По сравнению с «Идиотом» «Бесы» как-то больше вписываются в мои представления о Достоевском, в первую очередь в том смысле, что там нет хороших и плохих – исключительно раздвоенные и страдающие.
Если говорить чисто об эмоциональном впечатлении, то «Идиот» мне понравился больше. Он более сопереживателен, ну и, конечно, лучшего человека, чем князь Мышкин, написать просто вряд ли возможно (я действительно очень люблю его; шутка, озвученная мною до того только вслух: теперь у меня есть по личному литературному «святому» от каждой традиции: Симор в буддизме, князь Мышкин в христианстве; второй литературный герой, с которым – мертвым, сумасшедшим или еще каким – хотят «поговорить» не только литературные же родственники, но и посторонние, но вполне влюбленные читатели). Мне кажется, тут даже и форма обусловливает: если в «Идиоте» это что-то среднее между точкой зрения вездесущего автора (который может, например, объяснить, что же именно происходит с Аглаей) и самого князя, с вниманием к его внутреннему миру, то здесь посторонний «рассказчик», который, действительно, может только угадывать, что же творится в головах героев, все же предполагает достаточно большую отстраненность и «объективность».
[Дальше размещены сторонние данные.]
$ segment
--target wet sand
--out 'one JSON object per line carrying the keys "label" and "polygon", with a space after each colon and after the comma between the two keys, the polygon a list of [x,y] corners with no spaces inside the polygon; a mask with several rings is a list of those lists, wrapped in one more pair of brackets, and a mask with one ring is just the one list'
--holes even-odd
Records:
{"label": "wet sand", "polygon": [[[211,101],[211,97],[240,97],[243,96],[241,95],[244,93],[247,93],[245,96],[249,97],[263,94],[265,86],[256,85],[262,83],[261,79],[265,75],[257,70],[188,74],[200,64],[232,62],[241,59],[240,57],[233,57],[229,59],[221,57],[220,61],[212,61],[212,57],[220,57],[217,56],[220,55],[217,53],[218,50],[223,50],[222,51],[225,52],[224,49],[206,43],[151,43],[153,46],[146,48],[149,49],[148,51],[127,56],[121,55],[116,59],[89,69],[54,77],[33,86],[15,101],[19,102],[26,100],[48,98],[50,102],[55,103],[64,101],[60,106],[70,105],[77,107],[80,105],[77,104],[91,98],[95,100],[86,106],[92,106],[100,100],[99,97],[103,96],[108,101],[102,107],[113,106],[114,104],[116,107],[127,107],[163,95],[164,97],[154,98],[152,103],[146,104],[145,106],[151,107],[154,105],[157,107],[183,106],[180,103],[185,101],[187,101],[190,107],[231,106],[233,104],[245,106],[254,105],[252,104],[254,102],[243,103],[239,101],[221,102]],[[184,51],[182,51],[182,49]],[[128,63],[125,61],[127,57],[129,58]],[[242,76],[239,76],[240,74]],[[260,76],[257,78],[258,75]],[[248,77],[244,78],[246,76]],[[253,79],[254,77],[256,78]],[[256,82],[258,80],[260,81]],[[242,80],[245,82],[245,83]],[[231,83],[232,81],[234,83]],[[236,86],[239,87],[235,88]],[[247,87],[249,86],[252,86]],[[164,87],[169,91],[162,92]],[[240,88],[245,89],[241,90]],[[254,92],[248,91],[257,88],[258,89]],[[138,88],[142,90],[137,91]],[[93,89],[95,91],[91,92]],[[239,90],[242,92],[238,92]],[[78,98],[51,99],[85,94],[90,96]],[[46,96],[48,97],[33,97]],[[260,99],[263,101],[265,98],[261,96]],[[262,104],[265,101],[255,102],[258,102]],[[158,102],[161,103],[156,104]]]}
Если князь в следующем воплощении стал Иешуа Булгакова, то Кириллов – не иначе как в вечном возвращении – прямо и едва ли не дословно отправился в ручки Ницше. Кириллов проповедовал сверхчеловека еще до того, как это стало мейнстримом, ага, и если в самом этом идейном самоубийстве еще можно было сомневаться, то брошенная им фраза насчет того, что, достигнув «своеволия» и «человекобожия», следующие поколения должны переродиться даже физически – это точно оно (мало что сравнивается с этим восторгом межтекстового узнавания).
Кроме этого, Кириллов – идеальный философ; в лучших традициях античности, когда выжигали себе глаза, ибо они мешали думать о высоком, и бросались в вулкан уж не помню почему. Его действительно «съела идея». Там наш препод шутил шуточки о том, что философам на «охране труда» надо про Сократа и Джордано Бруно рассказывать, а я бы вот как раз отправляла про Кириллова читать.
Вообще эта вот некоторая «отстраненность» от Ставрогина и Кириллова, как по мне, тоже в каком-то смысле средство техники безопасности – позволяет читателю не отождествлять себя с ними чрезмерно, потому что соблазн очень уж велик. Последнее письмо Ставрогина к Дарье я читала с тотальным чувством само-узнавания (ни холоден, ни горяч, лишь тёпл, ага), а в этом случае это уж точно не свидетельствует ни о чем хорошем. «Мои желания слишком несильны; руководить не могут» и все такое. Могу даже предположить, что в «Идиоте» как раз потому подразумеваются большее погружение и точка зрения «изнутри», что представить себе внутренний мир князя Мышкина куда сложнее, а вот так или иначе соотнести себя со Ставрогиным или Кирилловым могут слишком многие, чтобы это понимание нужно было углублять литературно.